I have something like this, but I get lost with regex expressions..

$pattern = '"\b(http?://\S+)"';
$html_links = preg_replace($pattern, '$1&myvar', $text);

this ain't working because it is appending my var AFTER the closing double quote for the href attribute...

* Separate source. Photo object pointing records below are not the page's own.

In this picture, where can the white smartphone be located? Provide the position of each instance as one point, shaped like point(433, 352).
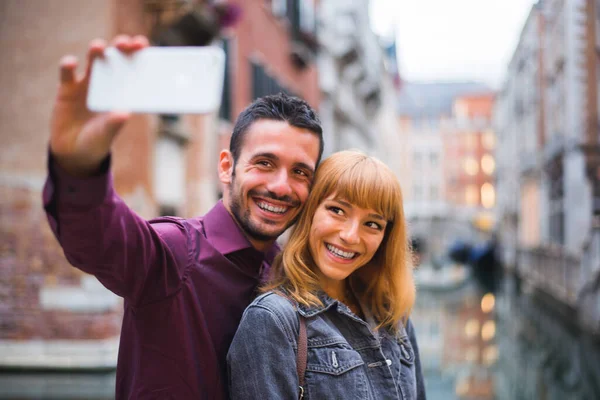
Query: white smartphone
point(162, 80)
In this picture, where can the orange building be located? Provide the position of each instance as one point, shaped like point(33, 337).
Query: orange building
point(468, 149)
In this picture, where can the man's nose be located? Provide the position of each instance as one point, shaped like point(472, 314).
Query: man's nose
point(349, 232)
point(279, 184)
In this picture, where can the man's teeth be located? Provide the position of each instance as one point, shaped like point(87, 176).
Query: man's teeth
point(269, 207)
point(338, 252)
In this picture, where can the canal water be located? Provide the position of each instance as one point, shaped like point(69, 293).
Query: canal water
point(511, 345)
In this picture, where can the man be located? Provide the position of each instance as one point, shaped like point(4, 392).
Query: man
point(185, 282)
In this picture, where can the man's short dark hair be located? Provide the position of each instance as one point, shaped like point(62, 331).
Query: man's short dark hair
point(278, 107)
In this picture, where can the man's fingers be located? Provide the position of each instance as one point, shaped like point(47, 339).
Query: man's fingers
point(68, 65)
point(123, 43)
point(95, 50)
point(140, 42)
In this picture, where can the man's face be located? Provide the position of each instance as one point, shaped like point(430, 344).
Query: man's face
point(271, 179)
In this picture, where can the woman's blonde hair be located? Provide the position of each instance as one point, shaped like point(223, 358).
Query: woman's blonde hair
point(385, 284)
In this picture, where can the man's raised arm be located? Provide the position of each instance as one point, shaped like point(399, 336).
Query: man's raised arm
point(135, 259)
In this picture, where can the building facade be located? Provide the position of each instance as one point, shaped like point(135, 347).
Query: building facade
point(548, 179)
point(358, 92)
point(52, 315)
point(435, 128)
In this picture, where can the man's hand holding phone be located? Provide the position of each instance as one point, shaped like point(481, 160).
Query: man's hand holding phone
point(79, 138)
point(127, 77)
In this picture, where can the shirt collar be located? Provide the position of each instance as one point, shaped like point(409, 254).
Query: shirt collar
point(226, 236)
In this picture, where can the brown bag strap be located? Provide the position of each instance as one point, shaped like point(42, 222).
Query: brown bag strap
point(302, 354)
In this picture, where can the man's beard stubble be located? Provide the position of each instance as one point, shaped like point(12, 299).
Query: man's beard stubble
point(243, 217)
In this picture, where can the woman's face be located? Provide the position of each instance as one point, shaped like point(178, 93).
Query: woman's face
point(343, 238)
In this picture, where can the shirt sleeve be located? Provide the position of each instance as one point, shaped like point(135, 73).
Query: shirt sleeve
point(262, 358)
point(136, 259)
point(410, 330)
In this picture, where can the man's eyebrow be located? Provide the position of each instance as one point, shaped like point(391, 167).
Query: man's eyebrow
point(274, 157)
point(305, 166)
point(372, 215)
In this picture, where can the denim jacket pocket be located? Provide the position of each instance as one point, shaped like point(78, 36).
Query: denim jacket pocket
point(407, 354)
point(407, 373)
point(335, 373)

Sorry, I'm so bad with regex. Any help will be highly appreciated!

germi
  • 95
  • 5
  • Maybe there is no need to use regex for url replacing, see http://php.net/manual/en/function.parse-url.php. Also http://php.net/manual/en/function.parse-str.php for query string parsing. And http://php.net/manual/en/function.http-build-query.php for convert parsed query array back to string. – shtrih Oct 16 '18 at 14:53
  • Use `preg_match_all` with one of the regex from [this page](https://stackoverflow.com/questions/910912/extract-urls-from-text-in-php). Once you have the urls, you can change them and use `str_replace` to replace them in the string. – Michel Oct 16 '18 at 15:07
  • sorry guys, that doesn't work for me. again, I'm very very bad with regex. there is definitely the need to use regex. but I can't see what you mean, @Michel how would the final result look like? – germi Oct 16 '18 at 15:50

2 Answers2

0

You could try this, which works for the test data I gave it.

<?
$text = '<a href="http://whatever">whatever</a> <a href=\'http://whatever?somevar=1\'>something</a>';
$pattern1 = '/([\'"])(https?:\/\/[^\1?]+)\1/';
$pattern2 = '/([\'"])(https?:\/\/[^\1]+\?[^\1]+)\1/';
$html_links = preg_replace($pattern2, '$1$2&amp;myvar$1', $text);
$html_links = preg_replace($pattern1, '$1$2?myvar$1', $html_links);

var_dump($html_links);

Explanation:

$pattern1 = '/([\'"])(https?:\/\/[^\1?]+)\1/';

([\'"]) Quote mark

(https?:\/\/[^\1?]+) http followed by an optional s followed by as much as possible until the matching quote mark

\1 Closing quote backreference

$pattern2 = '/([\'"])(https?:\/\/[^\1]+\?[^\1]+)\1/';

(https?:\/\/[^\1]+\?[^\1]+) As above, but requiring a ?

Chris Lear
  • 6,592
  • 1
  • 18
  • 26
0

Generally it is a bad idea to use regex to parse any kind of HTML (here is why). It's better to use PHP's build in Dom parser. Here's how you could do it :

//SET YOUR variable
$myvar='MYVAR=I WANT BEER';
//GET THE DOM
$dom = new DOMDocument('1.0','UTF-8');
$iEr = libxml_use_internal_errors(true);
$dom->loadHTML($text);
libxml_use_internal_errors($iEr);

//LOOK FOR <A HREFS=
foreach ($dom->getElementsByTagName('a') as $node) {
    if($node->hasAttribute('href')){
        $href=$node->getAttribute('href');

        //look for query parts
        $query = parse_url($href, PHP_URL_QUERY);

        //if no query part, add ?
        if($query===NULL) $new_link = $href.'?';
        // if there is a query part, add &
        else $new_link = $href.'&';

        //add your own variable
        $new_link.=$myvar;

        //replace the old link with the new one
        $node->setAttribute('href',$new_link);
    }
}
//SAVE THE NEW DOM 
$new_text=$dom->saveHtml();

As of why the use of libxml_use_internal_errors, take a look here

Michel
  • 4,076
  • 4
  • 34
  • 52